Several years ago, Mrs. Welles needed a hip replacement. Catharine and I went to visit her at the hospital right after the surgery. Barely out of anesthesia, Mrs.Welles pulled herself up with her own arms, lifted and moved herself from the trolley to the bed. The nurse kept coming and looking at the monitors, apparently not very happy. Catharine, a nurse herself, asked what was the worry. This is where we had to explain that the pulse will never go up as high as expected – Mrs.Welles, after all, was a top athlete in top form, even when she was in her 70s.
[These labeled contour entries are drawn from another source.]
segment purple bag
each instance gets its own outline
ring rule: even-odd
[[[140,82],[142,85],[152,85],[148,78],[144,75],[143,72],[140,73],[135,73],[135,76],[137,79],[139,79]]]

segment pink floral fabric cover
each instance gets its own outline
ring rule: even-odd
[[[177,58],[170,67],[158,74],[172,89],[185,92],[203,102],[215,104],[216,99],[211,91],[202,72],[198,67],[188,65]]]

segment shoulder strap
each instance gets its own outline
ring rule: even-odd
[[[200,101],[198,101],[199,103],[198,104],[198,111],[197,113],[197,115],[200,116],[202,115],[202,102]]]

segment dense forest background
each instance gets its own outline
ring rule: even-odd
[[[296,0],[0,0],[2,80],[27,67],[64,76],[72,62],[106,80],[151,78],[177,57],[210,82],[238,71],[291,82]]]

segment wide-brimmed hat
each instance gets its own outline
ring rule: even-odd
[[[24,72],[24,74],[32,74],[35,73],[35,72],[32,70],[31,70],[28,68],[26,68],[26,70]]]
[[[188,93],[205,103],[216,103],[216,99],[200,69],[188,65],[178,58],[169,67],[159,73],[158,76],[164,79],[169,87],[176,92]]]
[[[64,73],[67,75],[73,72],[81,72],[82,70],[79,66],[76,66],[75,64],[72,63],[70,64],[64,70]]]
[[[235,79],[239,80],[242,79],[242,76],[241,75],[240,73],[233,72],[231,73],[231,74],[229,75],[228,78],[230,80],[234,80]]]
She had an athlete’s heart.

A couple of months ago, we heard that Mrs.Welles had another stroke and was again in a hospital and not in a nursing home. We went to visit her. She could not speak. It took her a long time and lots of talking to recognize Catharine, and even longer to recognize me. She was squeezing a plush toy piebald pony – looking just like Marco Polo, or Oreo – with her right hand. Suddenly, she pulled herself up, and grabbed my hand. She pinched my hand so hard I thought she’d break my fingers. Decades of working with horses made her so strong that even this close to the end of her life she could still grip harder than I could. Tough as nails to the end…

3 responses to “Morning at Triton

  1. Linda chamblee

    What a fabulous tribute to Mrs. Welles! We laughed at some of those wonderful memories. Thank-you for sharing your story.
    Linda Chamblee
    Andrea Hayward

  2. Angie Lindsay Ma

    Tears one more time today. Thank you, Bora, for such a beautiful tribute. That was ME in the Short Stirrup class on Jake. I was so excited and proud that day, I’ll never forget it. Maddie sat in a stroller at Triton while I helped teach some Saturday lessons. As soon as she was old enough to sit Mrs. Welles tossed her up on Jake. Full circle.
    Angie Lindsay Ma

  3. Thank you! Angie, thinking a little harder now, I remember that it was actually two people – you on Jake, and Katie Menaugh on Hanover a little later.